By Ziyi Tang, Engen Tham and Selena Li
BEIJING/SHANGHAI/HONG KONG (Reuters) -China’s Ping An Insurance plans to further invest in shares to boost its portfolio return while staying cautious about Chinese economic growth, Co-CEO Michael Guo told Reuters.
The privately owned insurer, with 6 trillion yuan ($838 billion) in investment funds, vowed to buy more stocks after allocating more money for high-dividend Hong Kong-listed banks earlier this year rather than for long-term Chinese government bonds where yields were flirting with record lows.
“The stock market been doing really well these days and now we are seeing the historical high… We are going to probably allocate a bit more towards the equity market,” Guo said prior to Ping An’s first-half earning’s briefing on Wednesday.
Hong Kong shares have gained 30% this year while the Shanghai composite index has risen more than 18%, touching a multi-decade high.
The insurer may look at “high-dividend, high-yield assets … growth assets like high-tech or AI-related companies”, said Guo, who joined Ping An in 2019 and became one of its two co-CEOs in 2023.
Ping An has allocated about 13% of its insurance funds to the equity market. Guo did not detail the size of any increase.
Improving performance of Chinese stocks in the first half added around 60 billion yuan in gains in a separate investment account, independent from business profit but once realised can be used to pay dividends, Ping An said during an earnings briefing.
Guo said the insurer is nevertheless cautious about the rising stock market, which he believes is largely driven by short-term liquidity.
“We still want to see the improvement of the fundamentals of the overall economy, and of the companies’ earnings capabilities,” said Guo, formerly a senior consultant with BCG.
Ping An’s Hong Kong-listed share price was down 1.04% on Wednesday after the insurer released first-half earnings late on Tuesday. It reported a nearly 9% on-year fall in net profit to 68 billion yuan, and a 30% decline in investment income to 6 billion yuan.
Earnings suffered a hit of 3.4 billion yuan from the group consolidation of Ping An Doctor, and a loss from convertible bond issuance after an increase in its share price, Guo said.
The insurer raised $1.5 billion in June via a zero-coupon convertible bond issuance which, with other convertible bonds, it books as a loss when its share price rises.

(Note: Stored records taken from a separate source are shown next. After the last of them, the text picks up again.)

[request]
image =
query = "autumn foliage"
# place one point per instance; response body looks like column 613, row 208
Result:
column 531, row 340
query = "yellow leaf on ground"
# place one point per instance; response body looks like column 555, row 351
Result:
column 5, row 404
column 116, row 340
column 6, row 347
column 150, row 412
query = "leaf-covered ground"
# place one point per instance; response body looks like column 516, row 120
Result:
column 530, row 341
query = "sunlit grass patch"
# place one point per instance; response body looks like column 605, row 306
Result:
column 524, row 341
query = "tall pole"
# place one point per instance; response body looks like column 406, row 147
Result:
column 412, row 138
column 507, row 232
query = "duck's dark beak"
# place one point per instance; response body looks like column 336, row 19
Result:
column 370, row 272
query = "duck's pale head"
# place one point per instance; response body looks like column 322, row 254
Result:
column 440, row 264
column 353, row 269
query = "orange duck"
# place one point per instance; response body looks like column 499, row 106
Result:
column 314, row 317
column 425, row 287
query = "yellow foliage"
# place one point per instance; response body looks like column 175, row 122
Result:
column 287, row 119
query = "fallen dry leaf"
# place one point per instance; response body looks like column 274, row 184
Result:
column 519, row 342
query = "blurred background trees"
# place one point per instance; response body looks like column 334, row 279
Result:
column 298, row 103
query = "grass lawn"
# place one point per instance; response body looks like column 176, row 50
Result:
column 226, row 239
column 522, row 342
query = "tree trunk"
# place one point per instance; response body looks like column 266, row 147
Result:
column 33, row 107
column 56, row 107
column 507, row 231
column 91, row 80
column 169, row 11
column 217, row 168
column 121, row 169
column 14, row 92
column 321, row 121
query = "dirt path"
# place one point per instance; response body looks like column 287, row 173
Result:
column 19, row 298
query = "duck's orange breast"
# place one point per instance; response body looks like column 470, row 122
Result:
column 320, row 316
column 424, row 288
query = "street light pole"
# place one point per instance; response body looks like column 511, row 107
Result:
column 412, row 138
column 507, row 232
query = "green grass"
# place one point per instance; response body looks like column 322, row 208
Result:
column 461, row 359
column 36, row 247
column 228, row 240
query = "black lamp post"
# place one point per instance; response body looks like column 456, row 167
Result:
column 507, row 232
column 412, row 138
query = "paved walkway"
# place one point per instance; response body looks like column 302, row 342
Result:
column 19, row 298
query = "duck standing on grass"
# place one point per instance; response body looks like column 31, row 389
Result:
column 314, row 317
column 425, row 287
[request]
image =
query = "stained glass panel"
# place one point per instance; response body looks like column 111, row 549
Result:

Guo also said that, as Chinese investors are “pessimistic about the overall economy in the short term”, they are seeking to invest more in conservative products such as insurance.
The earnings report showed operating profit rose 3.7%, driven by strong growth of new sales.
The new business value (NBV) in its life and health insurance segment, which measures the profitability of new policies sold, grew nearly 40% to around 22 billion yuan.
Banking unit Ping An Bank reported a 3.9% fall in net profit to 24.87 billion yuan, as sluggish loan demand weighed on performance.
Guo said the surprisingly high sales increase was partly driven by strong growth in its bancassurance channel, as volume grew 170% from a year earlier via Ping An Bank and non-affiliated distributors.